I didn't know I would ruin his life in record time. I hadn't ruined anyone's life in a while, not since leaving my ex in North Carolina. He'd already abandoned me — and reality — to live online as a Star Wars Galaxies Jedi Master. Since moving to New Orleans, I'd only had time to ruin my own life, rooming with a gay dancer obsessed with the Spice Girls, and taking a job at a cheese shop so that I could smell like ass, as well as look like it, thanks to the acne-causing power of birth-control pills.
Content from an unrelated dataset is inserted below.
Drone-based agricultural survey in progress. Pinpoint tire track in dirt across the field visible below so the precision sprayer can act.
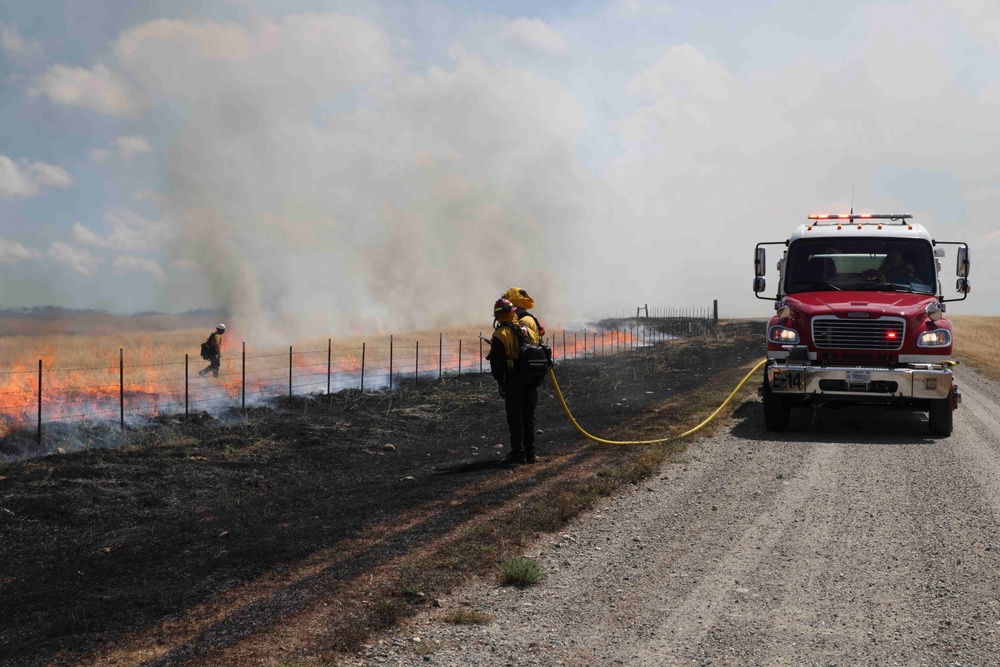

Abstinence through ugliness.
I'd only been on one date in a year, with a Jack White doppelgänger: an unpublished novelist who wore black electrical tape over his staph-infected finger. We went to a touristy seafood restaurant in the Quarter. After spilling his pre-dinner cocktail on me, he said, "It's been a long weekend. I need cocaine if I'm going to make it through this date." It was only Saturday.
While he met his dealer on Decatur, I sat alone, downing our scallop appetizer. I'm not one to judge. Not even after he told me he was from Georgia and couldn't swim. I suggested we go for a dip in the Mississippi. Instead, we wound up drowning in a dive bar, where he took my hand in his, rubbing my palm with his rotten finger, and recited from memory whole stanzas of Evangeline.
We took a cab to his house. Thankfully his power had been turned off, so I couldn't see the sea of trash we waded through to get to his bed. When I peeled myself from his mattress the next morning, I resembled a well-used Swiffer pad. I was pretty sure this counted as sex about as much as the time an elderly couple at Mardi Gras handed me a playing card of a naked man masturbating.